This article was originally published on PSFK.com.
Artist creates 360-degree panoramic paintings, called Mobile Cyclorama, that put you directly in the art
6 NOVEMBER 2015
Suppose you could step inside a painting and see the world it represents—a city park, a river canyon, a skyscape of stars and nebulae. No matter which way you turn, you see the painting. It surrounds you. The brush strokes form the sky over your head and the ground beneath your feet. That’s the feeling you get from a “Mobile Cyclorama” by Raul Moyado Sandoval, who creates paintings for viewing with VR goggles or Google Street View.
“As a child, I remember observing some paintings while trying to imagine what else could be happening beyond that scene or portrait,” says Sandoval. “I always had the eagerness to gaze beyond the frame.”
He trained as a painter in traditional media, but his skills include web development and programming. “As an art student some years ago, I worked as web developer to pay for my school tuition,” he says. “From these past experiences I finally found a way to combine both fields of knowledge.”

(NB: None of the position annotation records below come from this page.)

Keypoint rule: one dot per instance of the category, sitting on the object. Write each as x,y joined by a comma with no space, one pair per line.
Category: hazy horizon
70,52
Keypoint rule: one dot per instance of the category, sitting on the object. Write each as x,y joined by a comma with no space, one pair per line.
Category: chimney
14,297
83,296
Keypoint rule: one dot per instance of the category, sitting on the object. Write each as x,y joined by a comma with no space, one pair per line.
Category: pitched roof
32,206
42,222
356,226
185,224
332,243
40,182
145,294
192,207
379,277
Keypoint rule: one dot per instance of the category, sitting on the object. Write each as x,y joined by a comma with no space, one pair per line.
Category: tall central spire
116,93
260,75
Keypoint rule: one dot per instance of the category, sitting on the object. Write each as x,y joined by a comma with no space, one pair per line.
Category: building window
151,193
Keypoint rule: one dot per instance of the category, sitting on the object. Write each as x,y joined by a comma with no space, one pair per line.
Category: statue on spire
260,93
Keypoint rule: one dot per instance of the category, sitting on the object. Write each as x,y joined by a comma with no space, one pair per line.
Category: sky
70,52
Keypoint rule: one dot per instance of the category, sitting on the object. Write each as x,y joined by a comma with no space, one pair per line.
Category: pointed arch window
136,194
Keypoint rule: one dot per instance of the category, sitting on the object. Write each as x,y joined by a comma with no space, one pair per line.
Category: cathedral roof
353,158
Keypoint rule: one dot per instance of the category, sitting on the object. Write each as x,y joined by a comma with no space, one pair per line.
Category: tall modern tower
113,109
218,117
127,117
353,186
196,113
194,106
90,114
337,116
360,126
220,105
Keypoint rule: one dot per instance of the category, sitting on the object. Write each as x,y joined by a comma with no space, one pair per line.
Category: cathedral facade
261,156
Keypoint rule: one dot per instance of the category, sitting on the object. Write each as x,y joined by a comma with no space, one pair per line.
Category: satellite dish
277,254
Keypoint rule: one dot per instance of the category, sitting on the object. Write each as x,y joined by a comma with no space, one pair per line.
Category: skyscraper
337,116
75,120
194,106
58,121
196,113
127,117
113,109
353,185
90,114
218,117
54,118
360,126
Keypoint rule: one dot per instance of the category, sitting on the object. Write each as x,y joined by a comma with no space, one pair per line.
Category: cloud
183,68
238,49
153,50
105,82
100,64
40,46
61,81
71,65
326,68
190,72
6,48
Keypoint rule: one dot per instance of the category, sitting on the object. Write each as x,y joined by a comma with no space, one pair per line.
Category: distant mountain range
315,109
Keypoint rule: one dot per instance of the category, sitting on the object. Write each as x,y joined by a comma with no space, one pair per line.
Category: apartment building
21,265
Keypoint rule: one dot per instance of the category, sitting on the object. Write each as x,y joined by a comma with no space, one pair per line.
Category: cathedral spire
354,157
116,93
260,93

Cycloramas—paintings that surround the viewer—enjoyed a brief period of popularity during the 1860s, allowing people to see cityscapes of places they could not afford to visit otherwise. But the rise of motion pictures soon overtook cycloramas as an entertainment form. Sandoval’s works begin in a way similar to those older paintings.
“I take some references, I draw a precise sketch of the spherical composition and then I paint directly on the tablet,” he says of his process. “Personally, I think the best way to enjoy a traditional painting is in its physical form. On the other hand, digital painting is a new medium made to be seen within a screen, originating new ways of contemplation.”
His first series of paintings depicted mostly natural settings: the night sky, mountain ranges, waterfalls and such.
He confides that he is working on a new series of pieces that delve deeper into the immersive nature of his medium. “After reading the history of panoramic painting I have continued my own research on new approaches and thoughts about the spherical projections and the composition of the universe,” Sandoval says.
“My next series of paintings seek to interpret such thoughts in a personal way. Go beyond the representation of the natural landscape to explore new dimensions of space and time.”